In today’s economy, when going global is a key objective in many companies’ strategic plans, it’s vitally important to consider cultural and language skills when determining who is the critical talent in the organisation.
Identifying and retaining critical talent as well as succession planning are important parts of the strategic development of a company. However, it’s not an easy task.
In today’s economy, when going global is a key objective in many companies’ strategic plans, it’s vitally important to consider cultural and language skills when determining who is the critical talent in the organisation. For example, it is estimated that the UK is losing around £50 billion per annum as a result of language and cultural ignorance, according to the Manifesto of languages published by APPG for Modern Languages.
When operating internationally, having employees that have multicultural skills and are polyglots or bilingual is a huge advantage. Our latest Global Talent Report shows that 61.5% of the director level respondents working in HR and surveyed in the UK said that they give an advantage to candidates with international experience, 62% to multilingual candidates and 64% to those with multicultural experience. When it comes to building international relationship or building effective international communication strategies, these skills are clearly crucial.
The issue for employers though is that these skills are at a premium. Therefore, the increasing battle for talent across borders suggests that companies will need to do more to attract and retain the most promising talent that have all the multicultural capabilities that would support international trade and global expansion.

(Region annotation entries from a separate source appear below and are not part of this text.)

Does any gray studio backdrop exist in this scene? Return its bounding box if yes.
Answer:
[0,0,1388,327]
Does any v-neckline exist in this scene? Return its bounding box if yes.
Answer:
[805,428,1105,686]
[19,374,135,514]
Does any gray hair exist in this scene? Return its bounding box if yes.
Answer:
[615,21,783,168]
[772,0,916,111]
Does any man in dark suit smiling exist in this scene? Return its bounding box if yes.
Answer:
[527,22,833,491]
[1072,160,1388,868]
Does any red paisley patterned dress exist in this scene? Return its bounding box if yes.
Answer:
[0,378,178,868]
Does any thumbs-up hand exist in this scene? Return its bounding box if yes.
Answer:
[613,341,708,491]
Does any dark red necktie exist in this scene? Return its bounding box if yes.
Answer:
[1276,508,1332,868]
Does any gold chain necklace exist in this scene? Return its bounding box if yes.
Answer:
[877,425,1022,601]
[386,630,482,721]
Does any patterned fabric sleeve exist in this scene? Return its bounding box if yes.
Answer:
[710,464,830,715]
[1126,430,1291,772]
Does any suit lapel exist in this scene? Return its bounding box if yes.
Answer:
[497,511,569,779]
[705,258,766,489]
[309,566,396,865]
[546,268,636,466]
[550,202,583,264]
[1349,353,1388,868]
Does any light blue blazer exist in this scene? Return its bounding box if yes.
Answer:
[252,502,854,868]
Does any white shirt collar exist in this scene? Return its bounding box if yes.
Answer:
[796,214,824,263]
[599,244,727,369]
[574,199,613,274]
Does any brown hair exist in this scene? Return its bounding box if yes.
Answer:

Satisfied and engaged employees are more effective and productive and are also more likely to stick around. Retention of employees means saving resources that would otherwise be used to recruit, hire and train new staff.
If we can therefore encourage our kids to learn a second language and take time to gain experience working in another country, this will help in the longer term. Employees with these skills will be far better placed to work in a company that has diversity in its ranks and this can only be of benefit. Diversity contributes to more effective decision-making and problem-solving by providing a range of perspectives, which can draw attention to shared assumptions that may be implicitly guiding current practices. This results in a broad spectrum of expertise and a more robust process for critical evaluation.